Step 3: Update the CodeBuild service role policy to use connections

The initial pipeline run will fail because the CodeBuild service role must be updated with permissions to use connections. Add the codeconnections:UseConnection IAM permission to your service role policy. For instructions to update the policy in the IAM console, see Add CodeBuild GitClone permissions for connections to Bitbucket, GitHub, GitHub Enterprise Server, or GitLab.com.
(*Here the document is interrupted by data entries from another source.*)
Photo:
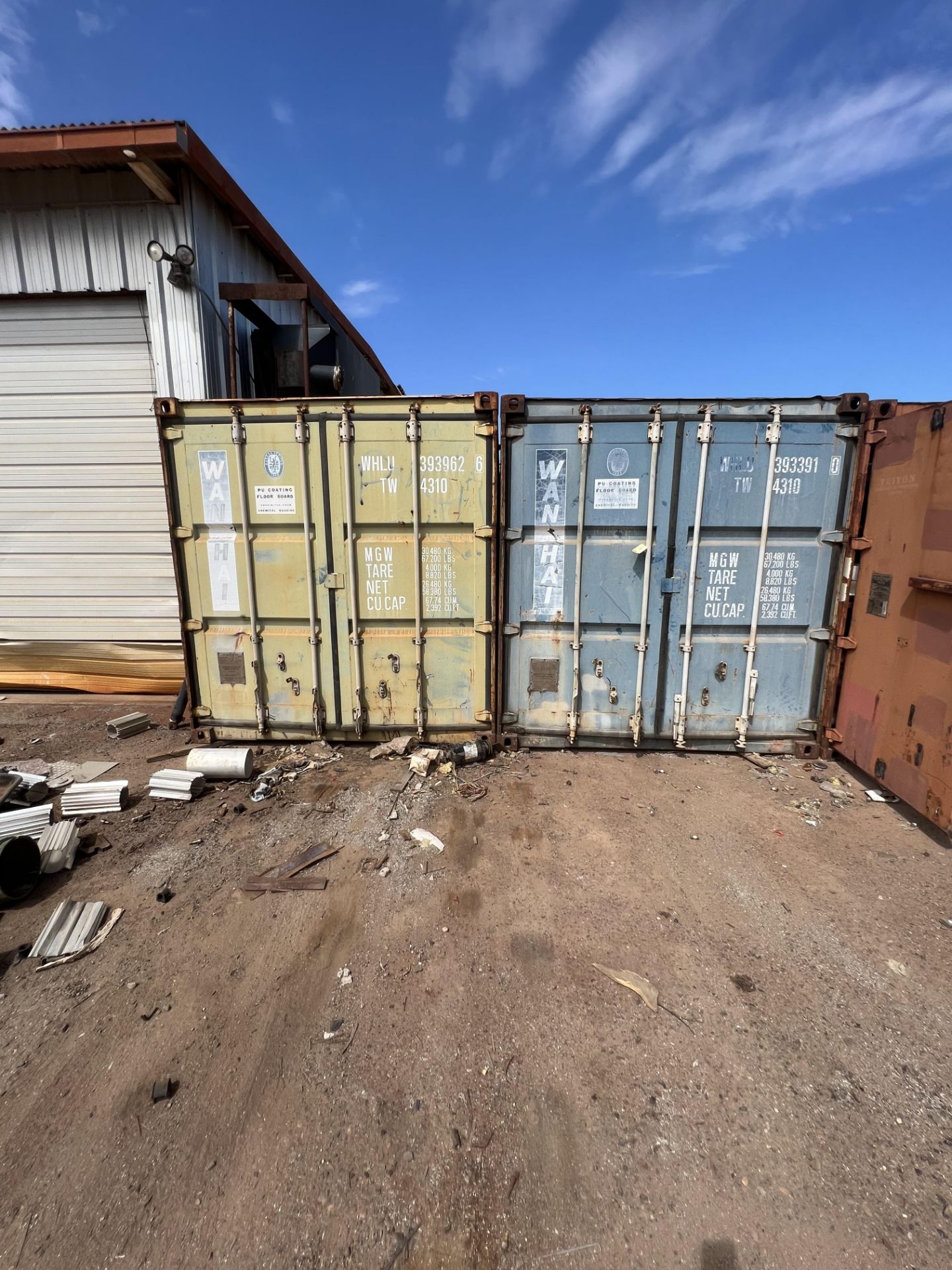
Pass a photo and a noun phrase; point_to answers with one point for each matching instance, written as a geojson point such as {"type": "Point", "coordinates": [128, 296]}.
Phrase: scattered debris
{"type": "Point", "coordinates": [427, 840]}
{"type": "Point", "coordinates": [403, 1246]}
{"type": "Point", "coordinates": [313, 857]}
{"type": "Point", "coordinates": [630, 980]}
{"type": "Point", "coordinates": [89, 799]}
{"type": "Point", "coordinates": [20, 865]}
{"type": "Point", "coordinates": [423, 760]}
{"type": "Point", "coordinates": [221, 765]}
{"type": "Point", "coordinates": [8, 784]}
{"type": "Point", "coordinates": [30, 822]}
{"type": "Point", "coordinates": [270, 884]}
{"type": "Point", "coordinates": [58, 846]}
{"type": "Point", "coordinates": [28, 789]}
{"type": "Point", "coordinates": [168, 783]}
{"type": "Point", "coordinates": [127, 726]}
{"type": "Point", "coordinates": [397, 748]}
{"type": "Point", "coordinates": [73, 925]}
{"type": "Point", "coordinates": [766, 765]}
{"type": "Point", "coordinates": [98, 939]}
{"type": "Point", "coordinates": [470, 752]}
Step 4: View repository commands in build output

  1. When your service role is successfully updated, choose Retry on the failed CodeBuild stage.

  2. After the pipeline runs successfully, on your successful build stage, choose View details.

    On the details page, choose the Logs tab. View the CodeBuild build output. The commands output the value of the entered variable.

    The commands output the README.md file contents, list the files in the directory, clone the repository, view the log, and archive the repository as a ZIP file.